Nepal earthquake relief effort is race against time, says SA aviation missionary

A Nepali lady (right) looks upward in response to loud cracking sounds of falling rock above the Disaster Response Team members and helicopter on the side of a mountain. Falling rock, and landslides are currently a constant hazard in Nepal.

The “very dedicated” Mission Aviation Fellowship (MAF) Disaster Response Team serving in earthquake-battered Nepal have been working hectic, 7-day weeks since their arrival six weeks ago, says South African aviation Mark Liprini who joined the team at the beginning of June.

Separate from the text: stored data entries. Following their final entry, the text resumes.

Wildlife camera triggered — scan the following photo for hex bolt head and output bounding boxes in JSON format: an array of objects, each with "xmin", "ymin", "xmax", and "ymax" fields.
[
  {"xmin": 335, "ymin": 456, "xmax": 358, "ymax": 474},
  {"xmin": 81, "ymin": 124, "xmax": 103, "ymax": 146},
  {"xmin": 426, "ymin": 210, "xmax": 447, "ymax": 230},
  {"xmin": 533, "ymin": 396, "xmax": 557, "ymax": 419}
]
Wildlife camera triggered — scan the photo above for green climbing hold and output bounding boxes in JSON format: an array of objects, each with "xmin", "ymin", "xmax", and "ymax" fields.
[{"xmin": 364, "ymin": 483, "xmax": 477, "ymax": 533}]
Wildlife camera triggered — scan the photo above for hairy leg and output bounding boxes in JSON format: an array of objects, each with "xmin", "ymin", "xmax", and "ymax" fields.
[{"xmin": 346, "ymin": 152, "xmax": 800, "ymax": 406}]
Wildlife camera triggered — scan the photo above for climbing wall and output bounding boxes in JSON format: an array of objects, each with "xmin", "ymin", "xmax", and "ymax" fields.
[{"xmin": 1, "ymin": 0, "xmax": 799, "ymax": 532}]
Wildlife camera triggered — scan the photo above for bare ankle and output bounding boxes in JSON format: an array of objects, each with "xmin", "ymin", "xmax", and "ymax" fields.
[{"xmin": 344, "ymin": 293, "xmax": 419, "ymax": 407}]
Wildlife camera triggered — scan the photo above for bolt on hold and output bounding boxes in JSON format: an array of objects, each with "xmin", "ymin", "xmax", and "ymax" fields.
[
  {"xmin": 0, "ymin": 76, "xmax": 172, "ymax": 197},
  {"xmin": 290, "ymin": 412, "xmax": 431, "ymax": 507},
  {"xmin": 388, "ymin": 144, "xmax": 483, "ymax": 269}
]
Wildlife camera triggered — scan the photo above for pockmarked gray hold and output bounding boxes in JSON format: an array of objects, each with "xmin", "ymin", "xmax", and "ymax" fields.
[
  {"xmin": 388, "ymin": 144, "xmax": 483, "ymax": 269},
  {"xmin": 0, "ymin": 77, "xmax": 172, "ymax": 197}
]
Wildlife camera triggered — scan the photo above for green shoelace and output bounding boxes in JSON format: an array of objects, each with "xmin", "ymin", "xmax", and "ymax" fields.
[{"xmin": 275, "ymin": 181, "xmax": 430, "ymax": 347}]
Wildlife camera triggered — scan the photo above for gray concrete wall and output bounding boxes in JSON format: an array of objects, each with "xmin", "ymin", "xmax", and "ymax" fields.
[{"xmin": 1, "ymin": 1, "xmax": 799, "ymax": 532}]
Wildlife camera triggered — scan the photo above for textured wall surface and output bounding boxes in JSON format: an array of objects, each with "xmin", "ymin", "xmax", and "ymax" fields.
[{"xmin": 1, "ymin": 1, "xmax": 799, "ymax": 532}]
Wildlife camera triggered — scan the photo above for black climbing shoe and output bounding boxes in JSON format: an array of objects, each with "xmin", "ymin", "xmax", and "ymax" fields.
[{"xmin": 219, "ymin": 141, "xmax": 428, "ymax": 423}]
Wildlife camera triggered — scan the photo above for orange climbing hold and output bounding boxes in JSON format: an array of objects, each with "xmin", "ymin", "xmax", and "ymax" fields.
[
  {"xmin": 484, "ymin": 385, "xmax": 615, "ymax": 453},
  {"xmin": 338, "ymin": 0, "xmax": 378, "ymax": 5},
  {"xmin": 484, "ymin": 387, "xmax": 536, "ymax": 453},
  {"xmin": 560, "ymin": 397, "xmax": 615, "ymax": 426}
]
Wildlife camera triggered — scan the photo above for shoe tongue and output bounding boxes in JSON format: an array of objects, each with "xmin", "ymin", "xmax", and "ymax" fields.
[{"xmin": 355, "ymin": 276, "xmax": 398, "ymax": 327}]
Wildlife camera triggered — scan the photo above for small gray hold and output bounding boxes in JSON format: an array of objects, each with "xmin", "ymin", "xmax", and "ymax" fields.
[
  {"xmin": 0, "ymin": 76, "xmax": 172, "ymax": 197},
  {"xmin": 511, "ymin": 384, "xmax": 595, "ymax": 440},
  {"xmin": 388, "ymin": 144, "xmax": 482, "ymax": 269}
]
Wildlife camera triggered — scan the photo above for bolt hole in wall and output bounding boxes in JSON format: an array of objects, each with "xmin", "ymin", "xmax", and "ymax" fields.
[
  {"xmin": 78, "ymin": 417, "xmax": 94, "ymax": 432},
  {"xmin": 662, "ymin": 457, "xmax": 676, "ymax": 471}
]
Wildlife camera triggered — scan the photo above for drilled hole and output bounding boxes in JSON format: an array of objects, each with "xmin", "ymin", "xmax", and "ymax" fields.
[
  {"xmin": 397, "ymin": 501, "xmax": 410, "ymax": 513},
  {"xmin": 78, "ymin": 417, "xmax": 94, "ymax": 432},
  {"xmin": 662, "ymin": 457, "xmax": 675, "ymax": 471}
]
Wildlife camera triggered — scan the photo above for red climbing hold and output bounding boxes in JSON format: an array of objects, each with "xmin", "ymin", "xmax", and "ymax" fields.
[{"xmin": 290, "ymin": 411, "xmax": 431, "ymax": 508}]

He is coordinating the strategic helicopter response service operated by MAF in partnership with Fishtail Air, a Nepali company, to take relief workers to remote mountain villages that were devastated by earthquakes in April and May. Many aid agencies have been racing against the clock to reach people in incredibly remote areas before the onset of the monsoon season.

The quakes of April 25 and May 12 killed 8 787 people and destroyed more than 500 000 homes, affecting 2.8 million of the poor Himalayan nation’s 28 million people.

Liprini says that the MAF Disaster Response Team have “set up shop” in a borrowed board room of a local helicopter company from where they have been working non-stop to support hard-pressed aid agencies.

This house is situated in an area where the road is completely cut off due to multiple rock slides. The house was destroyed by a boulder.

He says: “Just this morning I spoke to an aid worker who is supplying medical support to isolated communities, and he said they had just distributed aid to some very remote communities. He said that they were the first help these communities had received since the first earthquake all those weeks ago.

“We are assisting the aid agencies to reach these far flung areas by arranging heavily subsidised helicopter flights to and from these areas that can’t be reached by road at all. So as I am scheduling flights names like Sama, Gorkha, Bihi, Chumling etc. are becoming part of my daily vocab .

“In the same way momo, salted lassi, noodles and rice are becoming part of my daily diet. As a result of our scheduling and coordinating efforts with the agencies and the helicopter company, on average we have one of our two helicopters taking off or landing every 9 minutes throughout the 10 hour day they fly.

Pray for team
“People are getting food, medicine, shelter, help and injured people are getting the care they need. Pray for our team of eight as they pull long hours but are totally dedicated to helping as many people as they possibly can in as short a time possible. The monsoon season will arrive very soon, and not only will this hamper present efforts, but it will bring more suffering as unstable earthen slopes will cause avalanches and potentially more destruction and loss of life.”

Mission Network News reports that the MAF-Fishtail partnership has conducted more than 800 flights to 150 different communities in Nepal. They have helped 48 different aid groups, transported more than 1 100 relief workers, and delivered 131 metric tons of relief supplies.

MAF uses aviation training and technology because in many of the isolated places where they work, it’s the only way to reach the people with God’s love, reports MNN.

Commenting on the impact of the huge relief effort on the people of Nepal, Aid agency Vision Beyond Borders says: “When the teams come in to help, they have the opportunity to share the Gospel with them, not just in word but also in deed. The Nepalese people are very open to the Gospel because of their great need. The team was able to share why they were there to help.”